The translation of experimental findings in neuroscience, from advanced human cell systems (in vitro and in vivo) to and from the clinic, is still a significant hurdle.

Place, phenotype, and connectivity are critical to the understanding of brain neural circuitry but challenging to assess together.

What we are working towards here is to develop a novel sequencing approach, called Lock-seq, that achieves spatial details on a sub-micrometer scale but provides the throughput and economics to map thousands of genes in each brain section. The Lock-seq technology will open up for a new way to map gene expression patterns in single brain tissue sections.

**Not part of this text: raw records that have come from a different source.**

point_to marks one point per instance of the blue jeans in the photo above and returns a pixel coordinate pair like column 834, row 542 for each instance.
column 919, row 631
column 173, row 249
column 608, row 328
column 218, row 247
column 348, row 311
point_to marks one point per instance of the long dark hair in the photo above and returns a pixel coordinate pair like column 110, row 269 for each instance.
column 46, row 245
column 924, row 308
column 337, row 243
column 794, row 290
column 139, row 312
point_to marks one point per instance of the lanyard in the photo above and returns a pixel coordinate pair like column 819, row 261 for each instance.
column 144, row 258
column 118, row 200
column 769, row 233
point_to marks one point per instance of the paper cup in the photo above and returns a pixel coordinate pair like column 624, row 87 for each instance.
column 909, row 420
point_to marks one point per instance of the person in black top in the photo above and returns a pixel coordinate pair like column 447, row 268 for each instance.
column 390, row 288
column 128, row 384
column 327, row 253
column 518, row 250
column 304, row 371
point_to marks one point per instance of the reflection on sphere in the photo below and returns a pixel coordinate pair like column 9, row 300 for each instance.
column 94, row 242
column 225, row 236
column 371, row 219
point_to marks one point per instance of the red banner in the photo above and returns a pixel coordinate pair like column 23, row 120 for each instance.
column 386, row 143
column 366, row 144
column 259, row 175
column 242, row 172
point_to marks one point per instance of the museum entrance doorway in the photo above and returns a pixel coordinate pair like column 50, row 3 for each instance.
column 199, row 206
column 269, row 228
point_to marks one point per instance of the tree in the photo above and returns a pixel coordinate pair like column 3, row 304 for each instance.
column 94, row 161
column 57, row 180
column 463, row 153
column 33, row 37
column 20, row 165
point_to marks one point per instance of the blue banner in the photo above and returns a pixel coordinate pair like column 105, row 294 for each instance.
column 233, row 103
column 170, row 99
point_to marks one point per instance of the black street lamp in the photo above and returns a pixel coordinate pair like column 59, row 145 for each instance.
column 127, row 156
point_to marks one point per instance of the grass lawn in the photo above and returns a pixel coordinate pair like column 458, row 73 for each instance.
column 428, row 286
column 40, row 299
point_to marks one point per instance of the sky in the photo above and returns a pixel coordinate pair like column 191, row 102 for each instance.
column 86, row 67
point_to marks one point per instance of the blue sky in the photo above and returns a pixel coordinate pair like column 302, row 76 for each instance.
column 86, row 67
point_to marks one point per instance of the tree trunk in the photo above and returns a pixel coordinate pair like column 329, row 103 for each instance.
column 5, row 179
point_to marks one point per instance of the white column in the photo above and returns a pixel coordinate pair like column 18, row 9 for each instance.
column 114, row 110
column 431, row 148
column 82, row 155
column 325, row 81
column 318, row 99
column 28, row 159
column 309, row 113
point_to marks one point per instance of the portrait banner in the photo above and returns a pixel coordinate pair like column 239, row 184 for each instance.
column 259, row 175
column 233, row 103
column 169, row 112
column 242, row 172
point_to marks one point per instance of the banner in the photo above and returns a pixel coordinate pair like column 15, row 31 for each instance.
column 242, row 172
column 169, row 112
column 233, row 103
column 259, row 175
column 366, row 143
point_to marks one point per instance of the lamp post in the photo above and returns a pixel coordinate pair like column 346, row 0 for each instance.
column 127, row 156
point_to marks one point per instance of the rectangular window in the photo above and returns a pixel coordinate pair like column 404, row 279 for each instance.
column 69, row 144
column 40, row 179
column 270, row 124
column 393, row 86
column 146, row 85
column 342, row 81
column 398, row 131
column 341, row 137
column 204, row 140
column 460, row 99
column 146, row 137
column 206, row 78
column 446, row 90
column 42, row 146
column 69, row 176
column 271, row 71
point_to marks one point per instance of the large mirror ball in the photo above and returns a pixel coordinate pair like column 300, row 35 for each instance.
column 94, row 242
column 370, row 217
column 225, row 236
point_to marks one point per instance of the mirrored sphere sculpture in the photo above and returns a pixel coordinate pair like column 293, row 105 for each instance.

Our goal is to develop a technique that is usable on human tissue as well as in complex chimeric models, such as “humanized” mice, human organoids, and in experiments using transplants of human ESC-derived cells.

The long-term goal of this project is to develop a set of innovative tools that will be combined into a new method of gene-transfer connectomics. The approach is based on the transfer of molecular address labels (barcodes) between neurons across synapses.

It provides detailed information on the location of neurons, their connectivity, and the identity of their synaptic partners.With this approach, we aim to dissect the functional changes occurring in the human brain with epilepsy and to deepen our understanding of nerve cell development and maturation in stem cell-based restorative therapies for Parkinson’s disease.